Elton's plan to adopt criticised by children's charity

Sir Elton John's announcement that he wants to adopt a 14-month-old boy from a Ukrainian orphanage has been criticised by an international children's charity, saying that the answer to the country's deepening HIV and AIDS crisis does not lie in international adoption.

 EveryChild said that while it praised John's efforts to raise awareness of the plight of children affected by HIV in Ukraine, it feared that another high-profile adoption may result in more children being abandoned in children's homes.

It argues that 95 per cent of the children in Ukraine's institutions are not orphans and that the children of HIV-positive mothers face the worst discrimination, being separated from their mothers and often placed in children's homes and institutions segregated from children not affected by HIV.

"High-profile adoption stories involving celebrities send out the wrong message," Anna Feuchtwang, chief executive of EveryChild said.

"Research conducted in Ukraine by Liverpool University found that vulnerable mothers were encouraged by news of wealthy foreigners adopting from children's homes to place their own children in care in the hope that they would get a better life. Most children placed in children's homes are not adopted internationally; the majority face a bleak future.

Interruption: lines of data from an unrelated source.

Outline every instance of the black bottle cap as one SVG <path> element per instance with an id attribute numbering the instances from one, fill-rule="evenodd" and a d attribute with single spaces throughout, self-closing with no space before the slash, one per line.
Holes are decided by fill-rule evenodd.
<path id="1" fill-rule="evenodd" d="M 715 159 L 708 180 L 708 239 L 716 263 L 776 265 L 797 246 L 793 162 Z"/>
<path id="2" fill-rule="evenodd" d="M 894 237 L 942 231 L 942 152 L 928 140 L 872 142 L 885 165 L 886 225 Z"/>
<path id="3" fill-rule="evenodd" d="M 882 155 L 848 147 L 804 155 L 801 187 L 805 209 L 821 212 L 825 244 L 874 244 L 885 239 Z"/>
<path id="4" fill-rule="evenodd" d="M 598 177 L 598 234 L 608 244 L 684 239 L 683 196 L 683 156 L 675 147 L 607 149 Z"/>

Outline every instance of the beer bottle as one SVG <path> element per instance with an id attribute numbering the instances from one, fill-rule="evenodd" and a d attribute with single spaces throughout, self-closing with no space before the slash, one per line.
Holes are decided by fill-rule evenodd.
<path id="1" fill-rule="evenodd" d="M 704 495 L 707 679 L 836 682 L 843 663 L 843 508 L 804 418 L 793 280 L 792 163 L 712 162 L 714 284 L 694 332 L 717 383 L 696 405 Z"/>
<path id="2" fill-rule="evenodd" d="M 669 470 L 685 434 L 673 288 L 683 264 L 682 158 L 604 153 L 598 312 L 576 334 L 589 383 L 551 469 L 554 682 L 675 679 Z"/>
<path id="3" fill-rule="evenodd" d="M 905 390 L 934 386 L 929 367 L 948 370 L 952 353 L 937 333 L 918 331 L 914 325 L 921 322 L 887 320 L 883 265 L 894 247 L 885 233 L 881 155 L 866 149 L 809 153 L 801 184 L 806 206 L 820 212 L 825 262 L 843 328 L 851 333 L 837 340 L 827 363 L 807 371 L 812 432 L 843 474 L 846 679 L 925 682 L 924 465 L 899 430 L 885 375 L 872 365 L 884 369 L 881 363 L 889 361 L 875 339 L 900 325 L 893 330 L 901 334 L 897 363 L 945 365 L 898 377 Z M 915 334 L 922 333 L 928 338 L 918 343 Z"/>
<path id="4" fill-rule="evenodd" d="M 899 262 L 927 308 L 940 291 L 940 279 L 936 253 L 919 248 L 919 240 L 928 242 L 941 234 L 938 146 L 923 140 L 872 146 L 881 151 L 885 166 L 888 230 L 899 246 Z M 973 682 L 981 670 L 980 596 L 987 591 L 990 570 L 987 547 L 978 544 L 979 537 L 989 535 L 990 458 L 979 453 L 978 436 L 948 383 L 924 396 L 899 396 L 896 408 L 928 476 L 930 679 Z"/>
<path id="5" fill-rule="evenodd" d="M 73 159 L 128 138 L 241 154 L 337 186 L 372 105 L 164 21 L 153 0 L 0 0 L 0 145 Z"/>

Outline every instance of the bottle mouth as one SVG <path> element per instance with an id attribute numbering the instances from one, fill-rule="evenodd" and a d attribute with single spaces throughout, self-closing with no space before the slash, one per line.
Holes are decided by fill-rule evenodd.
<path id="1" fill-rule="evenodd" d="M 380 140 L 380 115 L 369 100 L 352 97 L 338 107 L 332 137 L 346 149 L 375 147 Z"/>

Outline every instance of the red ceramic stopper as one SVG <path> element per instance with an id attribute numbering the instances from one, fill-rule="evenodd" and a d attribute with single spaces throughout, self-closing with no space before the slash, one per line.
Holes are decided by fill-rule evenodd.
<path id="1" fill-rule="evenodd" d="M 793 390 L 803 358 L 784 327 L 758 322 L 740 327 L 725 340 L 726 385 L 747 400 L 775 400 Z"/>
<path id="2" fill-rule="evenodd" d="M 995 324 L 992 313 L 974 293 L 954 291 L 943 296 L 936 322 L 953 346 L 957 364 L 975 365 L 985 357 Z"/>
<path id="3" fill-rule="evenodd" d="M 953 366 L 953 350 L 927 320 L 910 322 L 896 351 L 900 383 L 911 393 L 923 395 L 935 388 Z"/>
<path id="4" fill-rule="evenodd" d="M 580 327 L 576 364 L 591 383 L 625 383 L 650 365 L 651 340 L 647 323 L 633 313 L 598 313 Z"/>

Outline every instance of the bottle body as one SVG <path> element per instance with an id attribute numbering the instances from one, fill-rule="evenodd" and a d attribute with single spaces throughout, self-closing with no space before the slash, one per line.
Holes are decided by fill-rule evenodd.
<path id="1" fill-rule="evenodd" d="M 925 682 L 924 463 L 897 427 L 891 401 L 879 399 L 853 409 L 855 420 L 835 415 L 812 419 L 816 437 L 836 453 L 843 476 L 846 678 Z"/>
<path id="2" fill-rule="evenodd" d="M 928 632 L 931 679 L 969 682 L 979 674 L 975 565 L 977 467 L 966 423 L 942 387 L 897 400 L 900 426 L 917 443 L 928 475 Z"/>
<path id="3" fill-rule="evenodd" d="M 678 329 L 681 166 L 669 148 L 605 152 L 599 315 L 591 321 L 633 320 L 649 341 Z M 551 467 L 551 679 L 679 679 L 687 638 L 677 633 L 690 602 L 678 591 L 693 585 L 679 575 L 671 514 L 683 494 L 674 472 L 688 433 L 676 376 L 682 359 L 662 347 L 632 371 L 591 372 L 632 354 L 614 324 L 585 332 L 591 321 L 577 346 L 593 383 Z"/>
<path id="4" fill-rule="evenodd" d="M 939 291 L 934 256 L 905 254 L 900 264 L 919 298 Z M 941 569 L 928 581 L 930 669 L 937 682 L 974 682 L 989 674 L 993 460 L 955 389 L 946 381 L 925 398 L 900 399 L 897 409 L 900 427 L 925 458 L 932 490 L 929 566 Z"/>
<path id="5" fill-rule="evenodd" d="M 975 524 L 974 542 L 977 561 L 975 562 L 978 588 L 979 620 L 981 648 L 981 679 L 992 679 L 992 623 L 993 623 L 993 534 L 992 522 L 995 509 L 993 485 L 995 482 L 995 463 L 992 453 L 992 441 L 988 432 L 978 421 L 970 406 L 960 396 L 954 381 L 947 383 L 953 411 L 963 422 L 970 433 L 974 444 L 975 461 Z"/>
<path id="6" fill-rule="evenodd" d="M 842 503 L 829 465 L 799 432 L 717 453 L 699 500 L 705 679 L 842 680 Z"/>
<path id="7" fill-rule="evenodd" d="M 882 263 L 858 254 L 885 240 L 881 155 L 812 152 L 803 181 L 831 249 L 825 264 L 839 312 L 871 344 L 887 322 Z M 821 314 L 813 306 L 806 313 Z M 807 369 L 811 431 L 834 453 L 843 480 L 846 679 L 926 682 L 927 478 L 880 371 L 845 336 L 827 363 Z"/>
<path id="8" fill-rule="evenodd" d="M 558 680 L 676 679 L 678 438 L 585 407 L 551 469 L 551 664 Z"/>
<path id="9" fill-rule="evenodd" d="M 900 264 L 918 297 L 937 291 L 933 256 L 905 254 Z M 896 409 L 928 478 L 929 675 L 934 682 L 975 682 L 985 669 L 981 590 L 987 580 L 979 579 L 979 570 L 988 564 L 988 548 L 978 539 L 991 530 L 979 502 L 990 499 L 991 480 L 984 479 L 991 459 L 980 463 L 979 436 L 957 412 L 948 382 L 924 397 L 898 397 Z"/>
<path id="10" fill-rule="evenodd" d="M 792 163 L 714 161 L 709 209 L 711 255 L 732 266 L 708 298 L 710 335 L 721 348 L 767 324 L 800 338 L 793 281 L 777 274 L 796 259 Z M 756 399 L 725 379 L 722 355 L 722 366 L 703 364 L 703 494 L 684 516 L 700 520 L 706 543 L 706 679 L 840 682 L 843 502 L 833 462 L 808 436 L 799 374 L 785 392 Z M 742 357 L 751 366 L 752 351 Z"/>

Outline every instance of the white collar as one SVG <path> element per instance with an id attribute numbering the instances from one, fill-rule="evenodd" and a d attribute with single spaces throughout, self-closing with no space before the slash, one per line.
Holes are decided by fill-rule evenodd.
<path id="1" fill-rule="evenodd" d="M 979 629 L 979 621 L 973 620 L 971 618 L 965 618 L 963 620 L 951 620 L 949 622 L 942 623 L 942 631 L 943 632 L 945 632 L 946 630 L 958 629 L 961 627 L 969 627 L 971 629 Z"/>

"Children who grow up in a children's home are much more likely to end up in prison, involved with drugs and prostitution and go on to abandon their own children. The actions of celebrities like Madonna, and now possibly Elton John, could be actually increasing the number of children in children's homes in countries like Ukraine."

Ukraine has seen the fastest increase in HIV rates in Europe. Two years ago, John gave a free concert in Kiev's main square attended by tens of thousands of people to raise awareness of HIV and Aids.

On Saturday he performed for the children - most of whom had lost their parents to AIDS - at an orphanage in Makeyevka while visiting the country with his AIDS foundation. At a press conference afterwards he was asked whether he and his partner David Furnish had thought of adoption.

"David and I have always talked about adoption. David always wanted to adopt a child and I always said 'no' because I am 62 and I think because of the travelling I do and the life I have, maybe it wouldn't be fair for the child," he said.

"But having seen Lev today, I would love to adopt him. I don't know how we do that but he has stolen my heart. And he has stolen David's heart and it would be wonderful if we can have a home. I've changed my mind today.

"I don't know what the procedure is to adopt a boy from Ukraine. I don't think that I can because England has a treaty with Ukraine but David is Canadian so we might be able to work through something like that."

If John can overcome the law in Ukraine, where same-sex partners cannot adopt, and adoptive parents must be fewer than 45 years older than the child, he will still face a problem in Britain, where ordinarily the parent should be no older than retirement age when the child is 18, although Furnish would be 63 at that point.